Commissioner of Administration Kristy Nichols has disagreed that another refinancing structure could offer significantly more savings.
Sen. Barrow Peacock, R-Shreveport, said it was too risky to spread out the savings because tobacco use is declining nationwide as taxes are increased and new restrictions are added. "We need to take the upfront savings, rather than over the life of it," he said.
Lawmakers gave final, unanimous passage Thursday to the creation of a "parent trigger" law for poor-performing schools in the Recovery School District.
The measure (House Bill 115) by Rep. Ted James, D-Baton Rouge, will let parents petition the state-run RSD to return a school back to local control if that school has earned a "D'' or "F'' grade from the state for five consecutive years.
It would take parents of a majority of the students signing the petition. Students must have been attending the school for at least two years in order for their parents to sign.
The Recovery School District is run by the state Department of Education to manage chronically low-performing schools. It currently operates 80 schools around the state, including 68 in New Orleans and eight in Baton Rouge.
Lawmakers sent the bill to Gov. Bobby Jindal's desk with a 98-0 vote of the House and 39-0 vote of the Senate.
A bid to centralize and strengthen efforts to collect back-owed debts to state agencies, in hopes of bolstering revenue for the state treasury, received backing from lawmakers and heads to Gov. Bobby Jindal.
Estimates are the measure could generate as much as $200 million over five years.
The bill will create a new debt recovery office in the Department of Revenue and give it the authority to revoke and suspend state-issued licenses for back debts, among other things. It will require agencies to refer all their delinquent accounts to either the attorney general's office or the debt recovery office for collection.
Lawmakers said Louisiana has been too lax in seeking payment for back-owed debts, which are pegged at $1.4 billion.
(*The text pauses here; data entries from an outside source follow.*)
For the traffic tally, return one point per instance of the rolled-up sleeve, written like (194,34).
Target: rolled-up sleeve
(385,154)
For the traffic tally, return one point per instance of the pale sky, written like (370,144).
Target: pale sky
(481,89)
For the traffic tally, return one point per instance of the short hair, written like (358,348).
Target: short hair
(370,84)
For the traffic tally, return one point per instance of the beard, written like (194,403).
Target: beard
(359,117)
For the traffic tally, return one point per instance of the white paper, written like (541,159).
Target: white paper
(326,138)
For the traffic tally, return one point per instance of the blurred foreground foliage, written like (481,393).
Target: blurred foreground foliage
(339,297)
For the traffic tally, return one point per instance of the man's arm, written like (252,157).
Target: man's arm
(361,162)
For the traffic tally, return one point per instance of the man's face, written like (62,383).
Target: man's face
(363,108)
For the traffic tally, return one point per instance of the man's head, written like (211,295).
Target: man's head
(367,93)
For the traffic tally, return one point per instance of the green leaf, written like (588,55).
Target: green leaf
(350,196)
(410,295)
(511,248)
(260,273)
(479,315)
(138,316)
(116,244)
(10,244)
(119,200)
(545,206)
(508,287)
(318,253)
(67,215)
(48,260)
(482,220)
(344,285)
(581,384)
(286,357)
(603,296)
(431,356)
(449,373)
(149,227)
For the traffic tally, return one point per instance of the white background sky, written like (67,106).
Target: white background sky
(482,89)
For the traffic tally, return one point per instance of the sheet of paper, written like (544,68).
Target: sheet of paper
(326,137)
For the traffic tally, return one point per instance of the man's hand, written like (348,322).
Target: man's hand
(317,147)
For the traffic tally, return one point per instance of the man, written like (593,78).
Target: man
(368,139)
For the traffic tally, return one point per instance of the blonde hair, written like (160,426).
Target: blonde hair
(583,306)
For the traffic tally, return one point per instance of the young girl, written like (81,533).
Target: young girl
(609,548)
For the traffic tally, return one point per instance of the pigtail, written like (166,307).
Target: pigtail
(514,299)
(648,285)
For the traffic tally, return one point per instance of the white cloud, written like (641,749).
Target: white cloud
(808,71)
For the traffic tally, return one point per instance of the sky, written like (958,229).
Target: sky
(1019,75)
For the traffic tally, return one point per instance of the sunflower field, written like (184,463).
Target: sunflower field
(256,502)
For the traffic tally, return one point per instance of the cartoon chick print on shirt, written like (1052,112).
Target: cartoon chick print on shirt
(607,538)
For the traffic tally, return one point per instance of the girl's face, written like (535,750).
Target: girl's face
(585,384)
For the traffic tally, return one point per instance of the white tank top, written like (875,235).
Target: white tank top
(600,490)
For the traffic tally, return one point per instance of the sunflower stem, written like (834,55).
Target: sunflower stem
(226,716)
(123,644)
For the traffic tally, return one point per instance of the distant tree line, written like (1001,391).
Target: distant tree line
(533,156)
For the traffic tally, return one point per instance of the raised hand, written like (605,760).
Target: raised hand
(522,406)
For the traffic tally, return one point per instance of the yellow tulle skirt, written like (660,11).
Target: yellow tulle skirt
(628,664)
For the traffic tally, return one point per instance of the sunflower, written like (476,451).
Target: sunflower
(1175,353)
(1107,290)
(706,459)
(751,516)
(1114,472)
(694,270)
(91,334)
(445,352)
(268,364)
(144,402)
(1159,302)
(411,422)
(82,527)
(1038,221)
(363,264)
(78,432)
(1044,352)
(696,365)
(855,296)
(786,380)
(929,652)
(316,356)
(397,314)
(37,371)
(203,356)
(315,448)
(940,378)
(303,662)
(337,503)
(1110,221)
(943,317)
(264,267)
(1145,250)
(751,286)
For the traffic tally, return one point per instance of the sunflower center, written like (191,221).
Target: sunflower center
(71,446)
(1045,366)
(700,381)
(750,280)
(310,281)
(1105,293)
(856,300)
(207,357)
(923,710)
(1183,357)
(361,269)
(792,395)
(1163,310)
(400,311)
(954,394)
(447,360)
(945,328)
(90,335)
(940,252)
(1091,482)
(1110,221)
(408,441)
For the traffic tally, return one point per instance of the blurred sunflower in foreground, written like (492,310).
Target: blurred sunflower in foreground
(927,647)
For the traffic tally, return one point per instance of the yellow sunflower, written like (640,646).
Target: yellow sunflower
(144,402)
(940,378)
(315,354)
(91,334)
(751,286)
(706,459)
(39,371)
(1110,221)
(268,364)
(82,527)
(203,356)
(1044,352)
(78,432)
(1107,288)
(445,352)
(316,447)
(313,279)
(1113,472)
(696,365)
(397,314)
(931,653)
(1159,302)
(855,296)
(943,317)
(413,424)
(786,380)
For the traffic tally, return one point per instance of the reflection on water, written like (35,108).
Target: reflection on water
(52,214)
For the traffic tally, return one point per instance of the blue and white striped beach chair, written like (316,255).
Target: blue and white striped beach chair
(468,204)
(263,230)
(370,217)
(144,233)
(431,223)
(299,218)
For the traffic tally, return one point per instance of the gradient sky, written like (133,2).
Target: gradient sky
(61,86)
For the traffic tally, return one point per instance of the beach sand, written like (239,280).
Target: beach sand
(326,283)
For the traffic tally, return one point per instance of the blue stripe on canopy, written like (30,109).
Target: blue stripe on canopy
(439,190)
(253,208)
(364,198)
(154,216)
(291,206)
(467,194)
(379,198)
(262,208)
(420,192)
A compromise version of the bill (House Bill 629) by Rep. Chris Broadwater, R-Hammond, won final passage with a 95-0 vote of the House and 37-1 vote of the Senate.
A West Monroe lawmaker's bid to cut down on exposure to secondhand cigarette smoke couldn't get final passage even though it was watered down through the process.
As reworked by the Senate, Rep. Frank Hoffmann's proposal (House Bill 111) would have prohibited smoking within 25 feet of the entrances to state-owned office buildings, not including public college campuses.
The House voted 95-2 for a final compromise version of the bill, but it never came up for a vote in the Senate, stalling it on the calendar when the legislative session ended Thursday.